Honorary Fellow

John Morrill

  • I matriculated in 1964, and was at Trinity until 1974 as undergraduate, postgraduate and Fellow (1971-4). 
  • I am hopeless at sport but I was captain of the chess club, which got the semi-final of cuppers.
  • I am a historian of British and Irish history, and created the Bibliography of British and Irish History Online. 

     
John Morrill

Profile

After leaving Trinity, I taught for one year at Stirling University and then for 38 years at Cambridge, where I was also a Fellow, Vice Master and Acting Master of Selwyn College. I have written and edited 26 books and just over 100 articles, mainly on British and Irish History in the period 1500-1800 but actually on all centuries from the fifteenth to twentieth. I have had an obsession with Oliver Cromwell and have just completed editing a four-volume edition of all his recorded words. Rather alarmingly I supervised 127 PhD students (known thanks to a mot juste by an Oxford colleague as the New Morrill Army).
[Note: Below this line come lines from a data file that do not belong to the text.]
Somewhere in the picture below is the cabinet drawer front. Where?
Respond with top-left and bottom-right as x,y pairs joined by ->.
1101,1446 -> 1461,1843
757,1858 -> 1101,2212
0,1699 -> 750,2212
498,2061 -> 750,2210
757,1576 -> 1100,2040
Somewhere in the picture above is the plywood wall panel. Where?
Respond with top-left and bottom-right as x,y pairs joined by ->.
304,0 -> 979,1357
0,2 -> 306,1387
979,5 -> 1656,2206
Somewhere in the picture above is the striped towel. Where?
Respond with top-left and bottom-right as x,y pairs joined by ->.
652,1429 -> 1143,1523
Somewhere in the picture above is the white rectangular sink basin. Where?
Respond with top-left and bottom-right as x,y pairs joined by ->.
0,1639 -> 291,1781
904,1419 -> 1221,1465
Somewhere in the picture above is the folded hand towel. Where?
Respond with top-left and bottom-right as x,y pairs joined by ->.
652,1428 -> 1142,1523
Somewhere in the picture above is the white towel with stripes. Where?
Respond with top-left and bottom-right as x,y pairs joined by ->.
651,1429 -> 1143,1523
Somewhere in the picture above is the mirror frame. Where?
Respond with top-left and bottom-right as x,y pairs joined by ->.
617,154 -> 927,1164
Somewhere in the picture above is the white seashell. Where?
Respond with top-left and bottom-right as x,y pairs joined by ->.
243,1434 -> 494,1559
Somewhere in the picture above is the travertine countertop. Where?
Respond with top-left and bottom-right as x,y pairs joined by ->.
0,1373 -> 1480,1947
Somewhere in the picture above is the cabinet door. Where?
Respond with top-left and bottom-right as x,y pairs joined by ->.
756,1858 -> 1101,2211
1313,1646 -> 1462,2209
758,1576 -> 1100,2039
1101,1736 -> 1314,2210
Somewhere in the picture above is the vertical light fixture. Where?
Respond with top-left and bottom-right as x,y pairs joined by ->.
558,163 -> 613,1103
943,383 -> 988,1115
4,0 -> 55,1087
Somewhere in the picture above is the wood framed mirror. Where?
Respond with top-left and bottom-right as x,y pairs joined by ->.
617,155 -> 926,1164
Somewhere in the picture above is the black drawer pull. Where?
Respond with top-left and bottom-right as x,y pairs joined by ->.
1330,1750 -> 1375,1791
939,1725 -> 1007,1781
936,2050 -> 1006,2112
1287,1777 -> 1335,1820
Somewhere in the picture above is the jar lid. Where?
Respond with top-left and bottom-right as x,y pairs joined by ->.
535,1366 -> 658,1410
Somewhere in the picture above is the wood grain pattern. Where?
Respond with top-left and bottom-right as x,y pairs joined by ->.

I am a very loyal no.2, and have been Vice President of lots of bodies, including the British Academy and Royal Historical Society. I chaired the Research Committee, designing and administering programmes at the AHRB/AHRC and have been for too long the chair of the Editorial Board of the History of Parliament Trust.

I have been a champion of digital humanities and my two proudest achievements were creating the Bibliography of British and Irish History Online, which now contains contents-indexed entries for more than 600,000 books articles and essays in collective volumes and www.1641.tcd.ie, an edition of the 8,000 survivor depositions of massacres in Ireland in the winter of 1641-2. I am (alas) a widow, having been introduced to my wife Frances in 1967 by Bill Pill, the legendary Trinity scout (who was giving us both driving lessons). I have four daughters and ten grandchildren and my passions are family and classical music. I was ordained as a permanent deacon in the Catholic Church in 1996 and teach in a seminary part-time.